Attorneys for NRF wrote in a letter to U.S. District Judge Margo Brodie that the proposal fails to end Visa and Mastercard’s practice of centrally setting “default” swipe fees charged by all banks that issue their cards rather than letting banks compete to offer the best rates. It also fails to reverse a controversial “honor all cards” rule requiring merchants to accept all cards from each network regardless of fees.
“The proposed settlement does not even approach the type of relief that is required,” the letter said. “The settlement agreement’s minimal relief would always be inadequate without these core terms, but it is particularly so now when the case is on the relative eve of trial after years of litigation. To cram down a settlement with minimal relief after the defendants’ recent summary judgement defeat is deeply unfair.”
The proposed settlement of the 19-year-old lawsuit was announced late last month, just weeks after Brodie rejected a motion from Visa and Mastercard to dismiss the case. Under the settlement, Visa and Mastercard would reduce rates for each swipe fee category by four basis points (0.04 of one percentage point) for three years and average rates by seven basis points for five years. But with credit card swipe fees currently averaging 2.26% of the transaction – 226 basis points – “this temporary reduction is but a drop in the bucket,” the letter said.
The rate reduction would save merchants an average $6 billion a year but comes as swipe fees for Visa and Mastercard credit cards totaled $100 billion last year. After five years of “meager and temporary relief,” Visa and Mastercard would be allowed to raise rates again “without restraint,” the letter said. In addition, the agreement applies only to “interchange” fees that go to card-issuing banks while Visa and Mastercard would be free to raise “network” fees they receive, “undercutting any value that the proposed settlement may offer.”

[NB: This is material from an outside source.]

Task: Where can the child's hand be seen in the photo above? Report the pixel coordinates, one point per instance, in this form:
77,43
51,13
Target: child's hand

Other parts of the settlement “are impracticable or meaningless,” the letter said, noting a provision that would allow merchants to impose a surcharge on customers who use premium cards that carry higher-than average swipe fees. “Few merchants will do so in the highly competitive retail market,” the attorneys wrote. And doing so would not be possible in states that ban surcharges or limit surcharges to the amount of the swipe fee, which often isn’t known to the merchant at the time of the transaction.
While the agreement would provide only temporary relief, it includes a “virtually limitless” ban on future merchant litigation over swipe fees and has no opt-out provision for merchants who do not agree with its terms. Even businesses that do not yet exist would be barred from suing, a provision that could violate the Sherman Antitrust Act.
The letter said the settlement’s failures come largely because attorneys for the small group of named plaintiffs – five small businesses claiming to represent the entire retail industry – have “effectively frozen us out” despite repeated offers by NRF to assist.
With the settlement failing to make a major impact on swipe fees, NRF has maintained that Congress still needs to pass the Credit Card Competition Act. The bipartisan bill would require large banks to enable an alternative processing network on Visa and Mastercard credit cards, leading to competition over fees, security and service.